Preservar as nossas histórias, memórias e culturas, significa deixar um legado às futuras gerações. O patrimônio histórico ilustra o passado, nos possibilitando ter uma análise crítica dos nossos acertos e equívocos, produz novas experiências, garantindo toda uma narrativa materializada no presente, e se perpetua para um próximo futuro, não permitindo que caia em degradação e abandono.


Contramarco: Nas obras de restauração ou preservação de edifícios históricos, qual ou quais os principais problemas enfrentados na parte das esquadrias (portas, janelas, gradis, etc.)?

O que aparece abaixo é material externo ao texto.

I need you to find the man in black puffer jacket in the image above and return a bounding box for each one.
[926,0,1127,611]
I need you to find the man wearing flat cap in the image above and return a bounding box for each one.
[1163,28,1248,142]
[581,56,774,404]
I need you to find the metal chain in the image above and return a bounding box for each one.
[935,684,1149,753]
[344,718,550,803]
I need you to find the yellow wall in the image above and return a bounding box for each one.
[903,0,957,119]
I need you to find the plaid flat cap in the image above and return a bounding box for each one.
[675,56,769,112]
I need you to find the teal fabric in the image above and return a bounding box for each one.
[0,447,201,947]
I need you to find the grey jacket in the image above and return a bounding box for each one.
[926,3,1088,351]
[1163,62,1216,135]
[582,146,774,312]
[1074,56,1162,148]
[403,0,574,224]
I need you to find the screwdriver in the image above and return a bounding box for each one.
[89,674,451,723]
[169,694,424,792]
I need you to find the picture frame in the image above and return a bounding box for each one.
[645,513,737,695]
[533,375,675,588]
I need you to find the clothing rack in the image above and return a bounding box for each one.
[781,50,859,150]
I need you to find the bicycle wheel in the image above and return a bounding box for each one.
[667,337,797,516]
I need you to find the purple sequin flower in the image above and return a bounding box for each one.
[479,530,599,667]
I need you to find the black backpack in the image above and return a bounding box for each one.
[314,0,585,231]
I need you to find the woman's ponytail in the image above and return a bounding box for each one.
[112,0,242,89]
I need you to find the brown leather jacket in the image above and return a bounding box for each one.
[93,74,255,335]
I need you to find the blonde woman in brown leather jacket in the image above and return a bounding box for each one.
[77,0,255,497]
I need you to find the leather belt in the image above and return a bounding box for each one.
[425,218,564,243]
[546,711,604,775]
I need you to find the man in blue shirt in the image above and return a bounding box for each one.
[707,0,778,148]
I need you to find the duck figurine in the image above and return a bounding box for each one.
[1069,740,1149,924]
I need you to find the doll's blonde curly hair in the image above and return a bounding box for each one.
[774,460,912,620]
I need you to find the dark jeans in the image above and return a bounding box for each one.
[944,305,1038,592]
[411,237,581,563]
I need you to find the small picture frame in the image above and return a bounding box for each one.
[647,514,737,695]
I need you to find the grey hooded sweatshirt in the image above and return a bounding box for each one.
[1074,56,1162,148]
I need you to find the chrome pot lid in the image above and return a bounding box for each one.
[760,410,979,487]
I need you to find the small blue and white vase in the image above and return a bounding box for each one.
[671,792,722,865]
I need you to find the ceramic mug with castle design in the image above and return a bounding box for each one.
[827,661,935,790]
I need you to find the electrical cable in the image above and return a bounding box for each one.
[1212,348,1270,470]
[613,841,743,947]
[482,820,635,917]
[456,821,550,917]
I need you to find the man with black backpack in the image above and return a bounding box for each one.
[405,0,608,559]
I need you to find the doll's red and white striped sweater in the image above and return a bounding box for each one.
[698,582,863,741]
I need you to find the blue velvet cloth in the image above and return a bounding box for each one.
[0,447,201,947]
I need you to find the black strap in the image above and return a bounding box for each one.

Fabiula Domingues: As obras de conservação ou restauro enfrentam diversos problemas em todos os elementos arquitetônicos integrados ao imóvel: nasce na cobertura, perpassa as alvenarias, revestimentos, ornatos, instalações prediais e atinge até a manutenção vegetativa, por exemplo. A falta de mão de obra especializada, escassez de recursos e desvalorização da tradicionalidade do “saber fazer”, esvazia o mercado do ofício, não capacita profissionais e gestores e desanima o mercado econômico.


Umidade é uma das patologias mais graves que se pode ter em um patrimônio histórico. Dela decorre, por exemplo, a criação de fungos e bolores que deixam a superfície da madeira mais molinha oferecendo um “banquete” aos cupins, brocas e outros parasitas.


As peças metálicas (zinco, cobre, ferro, etc) também sofrem danos irreversíveis pela exposição às intempéries. Como exemplos de patologias temos variações bruscas de temperatura, chuvas ácidas, raios ultravioleta, entre outras. Todas aceleradoras do envelhecimento de diversos materiais metálicos, que sem a prevenção efetiva geram a corrosão e a deterioração de suas propriedades.


Contramarco: As atuais técnicas construtivas podem ser combinadas com estruturas mais antigas e históricas? É possível preservá-las adequadamente, sem alterar em demasia o projeto da obra original?


Cristina: Sim, as estruturas mais antigas e históricas podem ser combinadas, de forma coerente, às atuais técnicas construtivas.


Reprodução: TripAdvisor

Como exemplo citamos a Igreja São Luiz de Tolosa, na cidade de São Luiz do Paraitinga - SP. A igreja ruiu por conta de uma enchente em 2010 e, após a catástrofe, houve um apelo popular para que o patrimônio fosse reconstruído tal qual o original. Entretanto, reconstruí-lo em sua composição original significava refazer a estrutura em taipa de pilão o que incorreria em uma nova possibilidade de arruinamento diante de nova enchente. Foi assim que o partido arquitetônico e de restauro optou pela inclusão de peças metálicas na estrutura do edifício em substituição à taipa de pilão. Todas as peças metálicas ficaram expostas, exceto nas áreas litúrgicas, por se tratar de espaços sagrados à fé. O resultado gerou uma plasticidade harmônica, além de funcional para a nova realidade espacial do patrimônio.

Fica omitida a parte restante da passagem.